Mancano venti giorni all’inizio della Fine. Beninteso, niente botto apocalittico con i quattro Novissimi pronti a intervenire sull’uscio di ogni casa, il Dies irae, lunghe file d’anime in attesa del Giudizio e il Tuba mirum eseguito da una possente wind orchestra disposta su una improbabile quinta celeste. Piuttosto, e verosimilmente, il repentino approdo a un fine ciclo socioeconomico, la contemporanea accentuazione dell’estremizzazione climatica e il manifestarsi di grandiosi stravolgimenti geopolitici. Comunque sia, prossimamente, ciò che sin qui è stato, non sarà più.
Il Grande Rimescolamento comporterà severe rinunce e straordinaria forza di adattamento. Il Medioevo Prossimo Venturo, preconizzato nel suo omonimo saggio, nel lontano 1970, dal matematico italiano Roberto Vacca, è alle porte e in troppi ancora non lo sanno. Prima dello scoccar dell’imminente fatale mezzanotte, bene faremo a ungere gli arrugginiti mozzi dei vecchi carri dalle lignee ruote e con le lame, ad aggiustare i sarchi ed i forconi, a battere le falci, ad imbiancar con calce le dismesse stalle, a toglier dalla polvere i rastrelli. Avanti che cada, se cadrà, la prima neve vera, pure sarà opportuno erpicare gli ancora nudi campi e dissodare i prati da mettere a coltura. Per non trovarci poi spaesati all’ultimo minuto, di lavori da fare ce n’è ed i più accorti già stanno provvedendo.
Nel suo per quanto piccolo, la locale benemerita associazione cultural-colturale Mi.Sa.Po., consapevole del disagio nel quale in molti si potrebbero ritrovare a primavera, fa sapere che a breve avvierà nuovamente dei corsi teorici serali gratuiti di tecnica agricola per i più digiuni in materia. Per la pratica tutto è rimandato alla stagione nuova. Insomma, c’è fermento e, nonostante un’apparente e ingannevole inerzia, la parte meno passiva e più vitale della collettività, perlomeno psicologicamente si sta preparando.
Certo, il prossimo futuro sarà molto diverso dalla realtà del nostro attuale quotidiano. Era impensabile sino a pochi mesi or sono immaginare un così ratto mutamento. Tutto pareva dover durare all’infinito. Di poter continuare ad allargarsi, a sperperare, a pretendere, a ‘crescere’; noi montanari senza più saggezza lasciar che la campagna, per quanto magra e dura, andasse alla malora rievocandola incoerentemente, tanto per far baldoria ed esorcizzarne il ritorno.

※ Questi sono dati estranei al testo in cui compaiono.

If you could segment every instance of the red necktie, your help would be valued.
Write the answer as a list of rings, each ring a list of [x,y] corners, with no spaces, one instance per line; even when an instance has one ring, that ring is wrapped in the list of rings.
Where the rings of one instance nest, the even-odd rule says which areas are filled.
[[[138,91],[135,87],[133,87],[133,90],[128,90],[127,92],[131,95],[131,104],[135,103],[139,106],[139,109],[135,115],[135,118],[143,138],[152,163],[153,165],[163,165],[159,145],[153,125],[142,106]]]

E di essa invece, sottratta al suo primario destino, far case, strade e specularci sopra. Sciupare il territorio, trasformarlo, per divertire i ‘siori’, che il loro da tempo hanno sciupato, ed avvitarsi così in una spirale senza fine e senza alternativa. Ma la fisica, con le sue leggi esatte e non fasulle ha rivelato l’imbroglio: la strada di quell’impossibile avvenire s’è interrotta irrimediabilmente ed il sistema del ‘sempre di più’ ha i giorni contati! La ‘crescita’, che a Roma il Professore s’accanisce a evocare, se non già subito, presto sarà chimera. E per vivere, non per sopravvivere!, volenti o nolenti torneremo alla moderazione, alla diminuzione, alla terra, al silenzio.